Demandante: Andrés Mauricio Vela Correa
Magistrado Ponente:
Dr. JAIME ARAUJO RENTERIA
Bogotá D.C., veintidós (22) de mayo de dos mil dos (2002) La Sala Plena de la Corte Constitucional, en cumplimiento de sus atribuciones constitucionales y de los requisitos y trámite establecidos en el decreto 2067 de 1991, ha proferido la siguiente
S E N T E N C I A
I. ANTECEDENTES En ejercicio de la acción pública de inconstitucionalidad, el ciudadano ANDRES MAURICIO VELA CORREA, demandó el último inciso del artículo 52 de la ley 599 de 2000.
Cumplidos los trámites constitucionales y legales propios de los procesos de inconstitucionalidad, la Corte Constitucional procede a decidir acerca de la demanda en referencia.
II. NORMA DEMANDADA A continuación se transcribe la norma demandada que forma parte de la ley 599 de 2000, la cual aparece publicada en el Diario Oficial número 44.097 del 24 de julio de 2000: "LEY 599 DE 2000 (24 de julio) "Por la cual se expide el nuevo Código Penal"
“Artículo 52. Las Penas Accesorias. (…) En todo caso, la pena de prisión conllevará la accesoria de inhabilitación para el
ejercicio de derechos y funciones públicas, por un tiempo igual al de la pena a que accede y hasta por una tercera parte más, sin exceder del máximo fijado en la Ley, sin perjuicio de la excepción a que alude el inciso 2 del artículo 51.”

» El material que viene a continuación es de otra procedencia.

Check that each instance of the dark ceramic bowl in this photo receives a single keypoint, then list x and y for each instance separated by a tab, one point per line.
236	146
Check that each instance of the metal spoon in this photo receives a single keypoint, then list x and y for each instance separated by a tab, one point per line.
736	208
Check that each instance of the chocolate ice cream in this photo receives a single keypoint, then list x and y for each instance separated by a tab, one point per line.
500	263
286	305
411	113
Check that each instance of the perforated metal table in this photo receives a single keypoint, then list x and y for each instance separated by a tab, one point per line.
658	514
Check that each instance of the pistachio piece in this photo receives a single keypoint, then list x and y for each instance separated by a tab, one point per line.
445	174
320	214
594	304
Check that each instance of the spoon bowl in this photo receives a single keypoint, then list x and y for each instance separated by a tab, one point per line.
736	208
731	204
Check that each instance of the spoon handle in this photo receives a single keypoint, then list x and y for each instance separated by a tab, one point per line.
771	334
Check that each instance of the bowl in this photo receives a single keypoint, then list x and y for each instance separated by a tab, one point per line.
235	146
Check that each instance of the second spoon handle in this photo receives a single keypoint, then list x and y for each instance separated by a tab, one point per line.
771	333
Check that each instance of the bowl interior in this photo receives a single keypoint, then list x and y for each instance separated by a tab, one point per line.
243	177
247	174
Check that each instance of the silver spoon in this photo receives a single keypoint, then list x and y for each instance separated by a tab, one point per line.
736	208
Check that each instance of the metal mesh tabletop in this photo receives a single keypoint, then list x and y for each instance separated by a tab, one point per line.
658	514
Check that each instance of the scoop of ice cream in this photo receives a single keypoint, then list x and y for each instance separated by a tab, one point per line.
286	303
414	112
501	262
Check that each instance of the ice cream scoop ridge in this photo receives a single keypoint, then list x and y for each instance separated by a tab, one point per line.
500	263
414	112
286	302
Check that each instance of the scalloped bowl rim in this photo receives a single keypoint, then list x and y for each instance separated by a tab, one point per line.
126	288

III. LA DEMANDA Considera el actor que el inciso transcrito infringe el artículo 98 de la Carta Política por las siguientes razones: -Por un lado, estima que la suspensión de la ciudadanía es discrecional de la autoridad judicial y no se encuentra sujeta enteramente a la ley. Desde este punto de vista la norma demandada “se arroga una facultad que le corresponde al Juez discrecionalmente ejercer, excediendo de esta forma el limitado objeto que le impone la Constitución, cual es determinar los casos de suspensión, pero no provocar la suspensión” de forma automática. -Por otro lado, promueve la acción constitucional para reivindicar “el derecho que le asiste a todos los internos del país para ejercer su derecho - deber del voto, el cual debe desatarse o separarse de la privación de la libertad o prisión”. En su sentir, las personas que se encuentras recluidas en los centros penitenciarios cumpliendo una condena judicial, “deben poder protestar a través del sufragio contra el sistema del cual se pueden sentir víctimas, oprimidos y maltratados”. Afirma que el voto es entre otras cosas, “un mecanismo de inconformidad contra el sistema social, cultural, político, económico, jurídico y legal, tanto como contra el sistema penal, el derecho penal, o contra el desbordado e inhumano sistema penitenciario”.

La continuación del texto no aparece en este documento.